Water anthurium x 'vittarifolium hybrid' when the surface of the mix begins to dry, roughly every 4-6 days. Keep the roots evenly moist; as an epiphyte it dislikes both drought and stagnant wetness. Water thoroughly, let excess drain fully, and never let the basket sit in water. Use low-mineral water to protect the strap tips. The finger-test (or lifting the pot to feel its weight) beats a fixed weekly calendar because pot size, light, and season all change how fast the soil dries.
Is anthurium x 'vittarifolium hybrid' toxic to cats and dogs?
Anthurium x 'Vittarifolium Hybrid' is toxic to pets. Toxic to cats and dogs. Anthurium is ASPCA-listed as toxic; the strap leaves contain insoluble calcium oxalate crystals that cause oral irritation, profuse drooling, mouth and throat swelling, and vomiting if chewed. Hang well out of pets' reach.

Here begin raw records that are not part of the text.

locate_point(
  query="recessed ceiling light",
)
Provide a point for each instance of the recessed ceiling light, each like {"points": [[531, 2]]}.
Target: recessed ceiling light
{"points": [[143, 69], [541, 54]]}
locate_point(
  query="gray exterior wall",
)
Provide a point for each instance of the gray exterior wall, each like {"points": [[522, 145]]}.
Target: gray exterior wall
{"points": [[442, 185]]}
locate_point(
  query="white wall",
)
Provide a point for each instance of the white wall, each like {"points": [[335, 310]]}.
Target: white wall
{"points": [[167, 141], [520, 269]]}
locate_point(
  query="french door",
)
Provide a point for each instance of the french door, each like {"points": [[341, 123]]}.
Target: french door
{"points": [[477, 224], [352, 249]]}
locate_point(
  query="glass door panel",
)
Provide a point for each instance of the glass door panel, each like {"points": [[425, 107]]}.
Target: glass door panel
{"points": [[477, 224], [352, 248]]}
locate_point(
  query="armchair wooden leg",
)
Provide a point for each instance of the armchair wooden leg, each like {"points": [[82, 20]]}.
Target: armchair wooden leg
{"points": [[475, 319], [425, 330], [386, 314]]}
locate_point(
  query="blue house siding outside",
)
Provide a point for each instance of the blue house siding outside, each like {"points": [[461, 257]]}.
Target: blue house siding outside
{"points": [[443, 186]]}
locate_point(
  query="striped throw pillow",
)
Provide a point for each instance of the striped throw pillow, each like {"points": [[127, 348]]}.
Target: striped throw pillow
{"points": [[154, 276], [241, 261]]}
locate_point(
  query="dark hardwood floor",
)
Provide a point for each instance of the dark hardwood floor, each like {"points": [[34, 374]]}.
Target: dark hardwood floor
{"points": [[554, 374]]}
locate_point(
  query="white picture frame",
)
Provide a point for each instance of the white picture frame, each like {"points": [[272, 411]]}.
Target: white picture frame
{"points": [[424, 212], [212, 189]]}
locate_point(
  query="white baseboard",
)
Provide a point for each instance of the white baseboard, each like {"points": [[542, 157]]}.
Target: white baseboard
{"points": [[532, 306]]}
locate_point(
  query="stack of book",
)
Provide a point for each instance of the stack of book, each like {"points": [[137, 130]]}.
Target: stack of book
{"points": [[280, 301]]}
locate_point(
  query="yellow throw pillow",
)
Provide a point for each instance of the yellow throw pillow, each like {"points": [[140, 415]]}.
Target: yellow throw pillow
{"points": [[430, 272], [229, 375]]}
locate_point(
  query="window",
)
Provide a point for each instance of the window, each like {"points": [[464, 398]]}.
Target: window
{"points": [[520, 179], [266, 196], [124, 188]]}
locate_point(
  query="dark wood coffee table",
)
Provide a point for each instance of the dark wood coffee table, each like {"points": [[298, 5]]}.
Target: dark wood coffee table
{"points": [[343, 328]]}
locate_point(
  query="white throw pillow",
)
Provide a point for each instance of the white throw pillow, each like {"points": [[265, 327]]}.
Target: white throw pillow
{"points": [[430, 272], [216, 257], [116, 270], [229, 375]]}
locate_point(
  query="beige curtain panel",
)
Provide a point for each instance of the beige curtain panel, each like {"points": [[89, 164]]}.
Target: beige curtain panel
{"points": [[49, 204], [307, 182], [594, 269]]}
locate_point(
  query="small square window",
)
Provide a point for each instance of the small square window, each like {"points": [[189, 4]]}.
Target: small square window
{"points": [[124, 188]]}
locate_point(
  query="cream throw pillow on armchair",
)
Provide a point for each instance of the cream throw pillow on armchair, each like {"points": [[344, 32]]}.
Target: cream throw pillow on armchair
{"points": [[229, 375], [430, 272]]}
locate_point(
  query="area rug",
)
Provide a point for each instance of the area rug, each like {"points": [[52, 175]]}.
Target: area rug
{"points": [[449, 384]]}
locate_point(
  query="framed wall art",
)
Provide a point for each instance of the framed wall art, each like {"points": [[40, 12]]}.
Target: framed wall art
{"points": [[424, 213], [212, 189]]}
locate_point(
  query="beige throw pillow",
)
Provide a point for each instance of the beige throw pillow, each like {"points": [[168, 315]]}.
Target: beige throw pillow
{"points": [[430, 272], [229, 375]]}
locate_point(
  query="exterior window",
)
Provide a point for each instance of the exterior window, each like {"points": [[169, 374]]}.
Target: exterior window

What USDA hardiness zone does anthurium x 'vittarifolium hybrid' grow in?
Anthurium x 'Vittarifolium Hybrid' is rated for USDA zone 10-12 (indoor in most US homes) and RHS hardiness H1b. Outside that range, grow it as a container plant that overwinters indoors before the first hard frost.

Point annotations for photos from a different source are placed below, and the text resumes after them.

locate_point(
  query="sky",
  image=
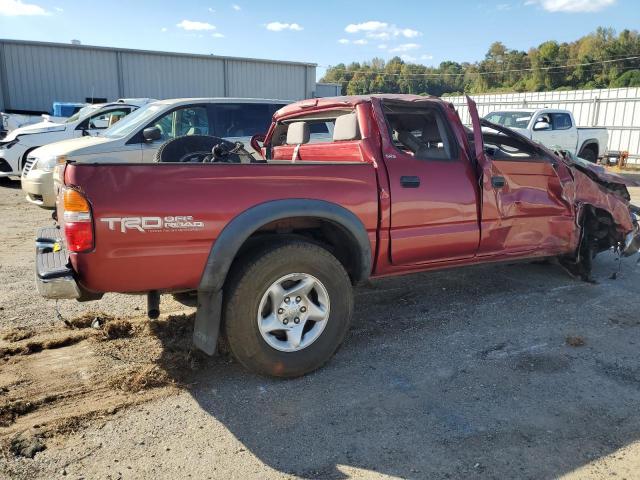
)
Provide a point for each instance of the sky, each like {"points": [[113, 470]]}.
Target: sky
{"points": [[323, 32]]}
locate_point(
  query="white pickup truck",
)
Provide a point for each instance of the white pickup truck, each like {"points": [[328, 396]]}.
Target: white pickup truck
{"points": [[555, 129]]}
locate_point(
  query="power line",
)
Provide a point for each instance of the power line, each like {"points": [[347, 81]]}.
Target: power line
{"points": [[495, 72]]}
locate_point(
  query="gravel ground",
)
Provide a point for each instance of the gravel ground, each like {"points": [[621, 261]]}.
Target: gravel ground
{"points": [[503, 371]]}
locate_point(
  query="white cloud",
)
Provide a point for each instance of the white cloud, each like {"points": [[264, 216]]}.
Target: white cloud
{"points": [[405, 47], [381, 30], [370, 26], [572, 6], [16, 8], [195, 26], [279, 26], [410, 33]]}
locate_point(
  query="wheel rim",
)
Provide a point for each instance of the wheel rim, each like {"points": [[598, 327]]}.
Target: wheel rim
{"points": [[293, 312]]}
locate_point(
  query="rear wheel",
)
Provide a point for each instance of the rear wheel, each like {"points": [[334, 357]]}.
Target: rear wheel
{"points": [[288, 309]]}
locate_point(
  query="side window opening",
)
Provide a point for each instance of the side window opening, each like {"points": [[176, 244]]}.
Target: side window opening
{"points": [[106, 119], [561, 121], [316, 138], [502, 147], [321, 128], [183, 121], [420, 132], [242, 119]]}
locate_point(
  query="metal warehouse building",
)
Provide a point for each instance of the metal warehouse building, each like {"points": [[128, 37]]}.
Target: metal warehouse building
{"points": [[35, 74]]}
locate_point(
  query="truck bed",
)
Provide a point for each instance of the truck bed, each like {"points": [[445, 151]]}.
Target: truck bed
{"points": [[134, 259]]}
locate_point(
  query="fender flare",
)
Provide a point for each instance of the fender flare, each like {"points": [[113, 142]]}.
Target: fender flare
{"points": [[234, 235], [236, 232]]}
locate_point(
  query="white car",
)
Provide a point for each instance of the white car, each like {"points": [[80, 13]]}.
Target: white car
{"points": [[89, 120], [555, 129], [137, 138]]}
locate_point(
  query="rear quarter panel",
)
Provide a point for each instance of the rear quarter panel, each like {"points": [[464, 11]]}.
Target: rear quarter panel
{"points": [[137, 261]]}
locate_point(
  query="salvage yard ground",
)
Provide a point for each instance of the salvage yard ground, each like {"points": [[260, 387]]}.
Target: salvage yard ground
{"points": [[489, 372]]}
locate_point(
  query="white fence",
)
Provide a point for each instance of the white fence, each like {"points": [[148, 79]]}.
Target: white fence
{"points": [[617, 109]]}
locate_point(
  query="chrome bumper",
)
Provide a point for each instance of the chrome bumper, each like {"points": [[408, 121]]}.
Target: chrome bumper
{"points": [[54, 277]]}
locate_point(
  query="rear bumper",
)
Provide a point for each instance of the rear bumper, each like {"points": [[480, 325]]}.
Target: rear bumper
{"points": [[54, 275], [632, 240], [38, 186]]}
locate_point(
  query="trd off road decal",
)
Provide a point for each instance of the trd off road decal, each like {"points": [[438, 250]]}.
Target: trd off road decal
{"points": [[176, 223]]}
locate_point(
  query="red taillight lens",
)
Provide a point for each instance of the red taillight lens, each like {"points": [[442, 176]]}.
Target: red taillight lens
{"points": [[78, 224]]}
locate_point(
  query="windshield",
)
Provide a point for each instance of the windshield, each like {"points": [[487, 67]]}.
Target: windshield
{"points": [[83, 112], [131, 123], [510, 119]]}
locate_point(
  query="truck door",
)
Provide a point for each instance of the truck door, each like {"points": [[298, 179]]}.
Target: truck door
{"points": [[433, 189], [566, 132], [524, 211], [542, 130]]}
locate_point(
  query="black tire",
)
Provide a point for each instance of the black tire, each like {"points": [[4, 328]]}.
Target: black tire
{"points": [[250, 280], [188, 149], [589, 155]]}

Anthurium x 'Vittarifolium Hybrid' deep-dive guides
Every aspect of anthurium x 'vittarifolium hybrid' care, each with its own calibrated guide:
- Anthurium x 'Vittarifolium Hybrid' watering schedule
- Anthurium x 'Vittarifolium Hybrid' light requirements
- Best soil mix for anthurium x 'vittarifolium hybrid'
- Anthurium x 'Vittarifolium Hybrid' fertilizing guide
- When to repot anthurium x 'vittarifolium hybrid'
- How to propagate anthurium x 'vittarifolium hybrid'
- Anthurium x 'Vittarifolium Hybrid' growth rate & size
- Anthurium x 'Vittarifolium Hybrid' cold hardiness
- Anthurium x 'Vittarifolium Hybrid' temperature & humidity
- Is anthurium x 'vittarifolium hybrid' toxic to cats & dogs?
- Is anthurium x 'vittarifolium hybrid' toxic to cats?
- Is anthurium x 'vittarifolium hybrid' toxic to dogs?
Featured in these plant shortlists
Anthurium x 'Vittarifolium Hybrid' qualifies for 5 curated Growli shortlists — each one filtered objectively from our structured plant-care library, so the selection is consistent and checkable:
- Best plants for a north-facing window — Houseplants for a north-facing window: bright, even, indirect light and no scorching direct sun. Each pick verified against its documented light needs.
- Best drought-tolerant houseplants — Houseplants that prefer to dry out — forgiving of forgotten watering and ideal for travel or busy weeks.
- Best trailing & climbing houseplants — Vining and trailing houseplants for shelves, hanging pots, and moss poles — selected by growth habit.
- Best humidity-loving houseplants — Houseplants that thrive in a bathroom, kitchen, or by a humidifier — selected by documented humidity preference.
- Houseplants toxic to cats & dogs — The common houseplants the ASPCA lists as toxic to cats and dogs — the ones to keep out of reach, each with its symptoms and a safe alternative.
- Browse all 29 plant shortlists — pet-safe, low-light, drought-tolerant and more
Related guides
Anthurium x 'Vittarifolium Hybrid' is also commonly called strap anthurium or grass-leaf anthurium.